As you may know, we moved in with friends after we sold our last house and before we closed on our current home. For 6 weeks we lived with Farra, Juan and their baby (you’ve seen them all over our vacation photos and my Instagram). And that’s Juan in the photo! He’s the co-owner of A Miho Experience- a southern CA catering & bar company with some of the best food I’ve eaten and cocktails that make me wanna dance! Farra and Juan are pretty much the kindest, most generous souls we’ve ever been so lucky to call friends. Living with them in a 600 something sq ft. two bedroom house as a family of 5 (with animals bringing that tally up to 17) will forever be such a happy memory of mine! It was chaos. Perfectly beautiful chaos and I wouldn’t trade a minute of it. It cemented our already solid friendship and turned us into family.
Every day I watched Juan make coffee for the household using what’s called a “pour over” method- a style of coffee brewing that allows you to have complete control over your coffee, and the ability to make every cup your perfect cup. What I loved most about it though is the ritual. It’s a beautiful process, and such a great way to start the day. It’s a routine that forces you to slow down. And, the components of it are just lovely. I mean: that coffee brewer, that copper kettle, that glass server! I love it all. So for my coffee aficionados, lovers of process, kitchen nerds, folks looking for an excuse to pick up some pretty gadgets and readers who love a good looking man in an apron – this post is for you! I asked Juan to break it all down for us. Below you’ll find links to everything you need to get started, as well as detailed instructions on how to master this brewing process. I promise it’s way less complicated than it looks and so much fun! Hope you love! xx- Sarah
Step one: Weigh the coffee on a digital kitchen scale- you’re looking for 28 grams of whole beans for roughly (2) 10 oz mugs of coffee. Tip: for weighing the beans in a container, put the empty container on the scale, press the “TARE” or “Zero” button which brings the weight back to zero and then add your beans.
Step two: Grind them beans! Typically grinders will have a scale of 1-10 and beans should be ground at about a level 4- roughly to the consistency of course table salt or raw sugar. Set aside. Note: a high quality grinder will produce a better brew- and you’ll at least need one that can grind to the consistency needed. I linked to Juan’s recommendation above.
Step three: Bring roughly 2 cups of water to just before the boiling point (approximately 205°F). Juan uses this electric kettle which consistently brings water to the perfect temperature. Transfer hot water to a pour over kettle- the design of pour over kettles ensures that water will soak the coffee at just the right speed and amount, and allows for absolute control over water flow.
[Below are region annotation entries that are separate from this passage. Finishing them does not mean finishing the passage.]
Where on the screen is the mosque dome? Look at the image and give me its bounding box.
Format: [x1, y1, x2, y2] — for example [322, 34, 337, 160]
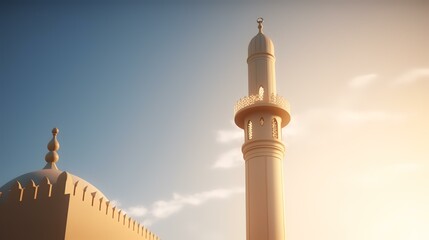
[248, 18, 274, 58]
[0, 128, 108, 201]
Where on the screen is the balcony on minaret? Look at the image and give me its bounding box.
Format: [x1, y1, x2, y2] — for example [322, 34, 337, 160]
[234, 91, 290, 129]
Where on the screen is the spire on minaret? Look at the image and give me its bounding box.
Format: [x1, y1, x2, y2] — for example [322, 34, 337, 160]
[234, 17, 290, 240]
[44, 128, 60, 170]
[256, 17, 264, 33]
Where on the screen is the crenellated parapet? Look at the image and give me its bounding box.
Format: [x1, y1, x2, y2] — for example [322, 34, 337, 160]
[0, 171, 160, 240]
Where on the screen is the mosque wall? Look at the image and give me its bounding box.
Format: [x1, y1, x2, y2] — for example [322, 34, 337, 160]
[0, 172, 159, 240]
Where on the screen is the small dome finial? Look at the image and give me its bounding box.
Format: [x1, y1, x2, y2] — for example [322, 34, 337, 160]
[45, 128, 60, 168]
[256, 17, 264, 33]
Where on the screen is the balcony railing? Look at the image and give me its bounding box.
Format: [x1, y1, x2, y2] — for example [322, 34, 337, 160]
[234, 93, 289, 114]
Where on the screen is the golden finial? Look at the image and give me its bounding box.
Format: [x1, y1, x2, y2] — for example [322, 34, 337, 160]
[45, 128, 60, 164]
[256, 17, 264, 33]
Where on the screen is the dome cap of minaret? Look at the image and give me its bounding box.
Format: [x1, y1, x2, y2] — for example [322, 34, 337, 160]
[248, 17, 274, 58]
[0, 128, 108, 200]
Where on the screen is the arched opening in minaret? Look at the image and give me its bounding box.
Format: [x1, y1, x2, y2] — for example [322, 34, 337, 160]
[271, 118, 279, 139]
[258, 86, 264, 100]
[247, 120, 253, 140]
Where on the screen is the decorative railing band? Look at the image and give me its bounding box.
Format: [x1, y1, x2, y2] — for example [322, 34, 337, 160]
[234, 93, 289, 114]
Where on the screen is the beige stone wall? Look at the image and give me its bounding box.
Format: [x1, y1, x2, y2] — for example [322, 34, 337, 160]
[0, 172, 159, 240]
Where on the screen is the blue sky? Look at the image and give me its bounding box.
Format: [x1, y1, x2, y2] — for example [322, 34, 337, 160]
[0, 1, 429, 240]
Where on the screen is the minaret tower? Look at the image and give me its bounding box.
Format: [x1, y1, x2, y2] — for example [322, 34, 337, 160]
[234, 18, 290, 240]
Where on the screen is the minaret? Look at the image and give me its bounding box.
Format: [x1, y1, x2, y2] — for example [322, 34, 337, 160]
[234, 18, 290, 240]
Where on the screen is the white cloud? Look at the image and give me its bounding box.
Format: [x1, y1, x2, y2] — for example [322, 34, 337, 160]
[216, 129, 243, 143]
[109, 200, 121, 207]
[212, 147, 243, 168]
[393, 68, 429, 85]
[349, 73, 378, 88]
[117, 187, 244, 226]
[125, 206, 148, 217]
[151, 188, 244, 219]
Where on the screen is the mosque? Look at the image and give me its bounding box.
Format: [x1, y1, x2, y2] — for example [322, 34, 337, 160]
[0, 18, 290, 240]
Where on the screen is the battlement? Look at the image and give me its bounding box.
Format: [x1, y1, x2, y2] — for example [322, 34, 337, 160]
[0, 171, 160, 240]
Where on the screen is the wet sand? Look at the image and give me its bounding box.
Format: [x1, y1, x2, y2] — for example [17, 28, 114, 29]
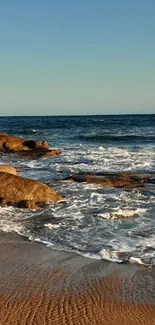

Note: It’s possible to heat water directly in the pour over kettle, but Juan uses the electric kettle for the ease and consistency.
An aside: I actually fell in love with using an electric kettle when we lived there and bought one as soon as we moved out. I never understood the appeal but I love mine more than my regular tea pot now!
Step four: Add a filter to the pour over brewer and pour hot water over it. This pre-heats the brewer and gets the paper taste & smell out of the filter. Discard water (or use to warm your mug and then discard before serving!). Note: Melitta #4 cone filters are necessary for this brewing style!
Step Five: Scoop ground coffee into the filter and give it a shake or use a spoon to level the surface- you want the water to hit the coffee as evenly as possible.
Step Six: Start pouring the hot water in the middle of the coffee. Continue outwards until all coffee is evenly wet, using as little water as possible. This will create what is called the “bloom” – the bubbles that show that the coffee has been aerated. Let sit for 30-45 seconds until bubbles, or the “bloom” are developed and then continue to pour the remaining water, in small quarter-sized circles, around the coffee. Pay attention to areas that are lighter, or less wet, and add water to those areas. Conversely, avoid darker areas that are thoroughly saturated. * Adjusting the amount of water added will make your coffee stronger/less strong and you will tweak this process to your exact tastes over time- that’s the brilliance of pour over coffee brewing!
Step Seven: Wait for the water to drip through- it will take several minutes. Transfer grounds to compost (or dispose of them otherwise) and pour coffee into mugs! Serve as you please and enjoy!